A falta de imaginação do tucanato pode ser medida olhando-se para a memória da seca de 1877. D. Pedro 2º tinha aos seus pés um flagelo que pode ter matado meio milhão de pessoas e, em sua fala do trono de 1878, dedicou 85 palavras ao anúncio do nascimento de seu neto D. Luís, bem como ao pedido de licença da princesa Isabel, que passaria dois anos na Europa, acompanhando o tratamento de saúde do príncipe do Grão-Pará. Para a seca, 47 palavras. No ano seguinte, mandou o pau na choldra:
"É lamentável, porém, que em alguns lugares deixasse de haver segurança individual e de propriedade.(...) O governo empenha-se em combater essas causas e acredita que, cessando os efeitos daquele flagelo e mediante enérgica repressão do crime, seja mantida a segurança individual e respeitada a propriedade".
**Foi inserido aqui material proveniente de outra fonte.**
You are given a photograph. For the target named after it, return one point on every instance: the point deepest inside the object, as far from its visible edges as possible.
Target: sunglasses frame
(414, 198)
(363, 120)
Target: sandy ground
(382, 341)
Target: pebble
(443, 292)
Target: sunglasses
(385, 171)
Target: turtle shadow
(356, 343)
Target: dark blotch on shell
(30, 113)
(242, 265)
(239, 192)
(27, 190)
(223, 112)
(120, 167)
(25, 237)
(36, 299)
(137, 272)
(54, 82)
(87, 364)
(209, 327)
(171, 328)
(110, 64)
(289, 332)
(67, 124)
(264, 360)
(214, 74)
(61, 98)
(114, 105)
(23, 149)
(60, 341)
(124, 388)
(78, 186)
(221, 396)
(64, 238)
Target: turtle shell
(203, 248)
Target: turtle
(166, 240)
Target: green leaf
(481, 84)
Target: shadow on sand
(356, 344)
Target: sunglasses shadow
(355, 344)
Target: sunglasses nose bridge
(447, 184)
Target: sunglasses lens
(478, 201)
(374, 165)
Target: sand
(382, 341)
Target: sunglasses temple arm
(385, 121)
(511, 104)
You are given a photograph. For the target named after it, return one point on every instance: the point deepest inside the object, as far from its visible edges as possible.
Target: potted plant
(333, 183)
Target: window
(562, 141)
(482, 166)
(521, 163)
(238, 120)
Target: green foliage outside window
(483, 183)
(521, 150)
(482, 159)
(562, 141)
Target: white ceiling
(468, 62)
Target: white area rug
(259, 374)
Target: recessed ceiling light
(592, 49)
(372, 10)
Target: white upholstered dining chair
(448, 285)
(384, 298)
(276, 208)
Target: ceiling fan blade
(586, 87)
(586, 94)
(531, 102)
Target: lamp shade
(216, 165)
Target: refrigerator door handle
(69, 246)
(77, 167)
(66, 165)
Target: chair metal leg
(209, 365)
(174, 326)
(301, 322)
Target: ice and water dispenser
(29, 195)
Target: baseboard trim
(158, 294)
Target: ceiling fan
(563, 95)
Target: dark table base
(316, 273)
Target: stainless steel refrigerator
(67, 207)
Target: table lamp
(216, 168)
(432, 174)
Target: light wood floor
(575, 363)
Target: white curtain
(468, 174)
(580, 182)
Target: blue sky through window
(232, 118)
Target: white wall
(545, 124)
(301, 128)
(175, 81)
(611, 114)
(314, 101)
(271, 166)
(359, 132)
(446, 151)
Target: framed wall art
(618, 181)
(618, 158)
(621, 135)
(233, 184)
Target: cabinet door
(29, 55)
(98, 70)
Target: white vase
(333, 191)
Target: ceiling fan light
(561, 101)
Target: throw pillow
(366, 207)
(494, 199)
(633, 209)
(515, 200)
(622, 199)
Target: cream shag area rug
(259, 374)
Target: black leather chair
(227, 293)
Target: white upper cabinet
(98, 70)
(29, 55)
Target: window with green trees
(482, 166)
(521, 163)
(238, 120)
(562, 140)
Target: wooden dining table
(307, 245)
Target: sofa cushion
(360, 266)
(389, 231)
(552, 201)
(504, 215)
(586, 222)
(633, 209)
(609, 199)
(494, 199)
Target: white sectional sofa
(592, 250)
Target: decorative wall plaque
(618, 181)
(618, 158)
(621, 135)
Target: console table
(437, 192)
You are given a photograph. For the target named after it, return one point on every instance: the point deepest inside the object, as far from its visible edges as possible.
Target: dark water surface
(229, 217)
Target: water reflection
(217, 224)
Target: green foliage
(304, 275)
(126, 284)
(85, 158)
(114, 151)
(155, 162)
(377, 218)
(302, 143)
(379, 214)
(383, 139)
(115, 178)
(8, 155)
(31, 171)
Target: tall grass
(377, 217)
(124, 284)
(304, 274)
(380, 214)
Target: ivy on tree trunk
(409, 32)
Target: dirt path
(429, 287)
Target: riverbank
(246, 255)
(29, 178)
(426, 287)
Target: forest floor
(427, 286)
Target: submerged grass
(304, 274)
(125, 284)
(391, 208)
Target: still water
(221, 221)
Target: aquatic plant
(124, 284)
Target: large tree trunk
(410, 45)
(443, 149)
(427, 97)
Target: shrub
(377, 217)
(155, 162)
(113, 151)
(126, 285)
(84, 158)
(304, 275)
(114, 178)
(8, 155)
O príncipe do Grão-Pará e seu irmão, d. Luís, perderam-se na poeira do tempo. A família do imperador foi mandada de vez para a Europa (na comitiva de oficiais que entregou a d. Pedro 2º a carta de banimento estava o avô de FFHH), mas a seca de 1877 a cada dia adquire um peso maior na história nacional.
Enérgica repressão é coisa que o Estado brasileiro sabe muito bem exercitar. É rigoroso quando se saqueiam armazéns (cujos donos têm todo o direito de exigir a proteção de seu patrimônio) e tolerante quando se saqueiam os fundos públicos de financiamento (cujo dono, a Viúva, não tem quem a defenda). É mais fácil fingir que se defende a ordem prendendo o MST do que discutir que tipo de ordem se defende num lugar onde o dinheiro público é usado para canalizar água na direção de quem tem poder e dinheiro.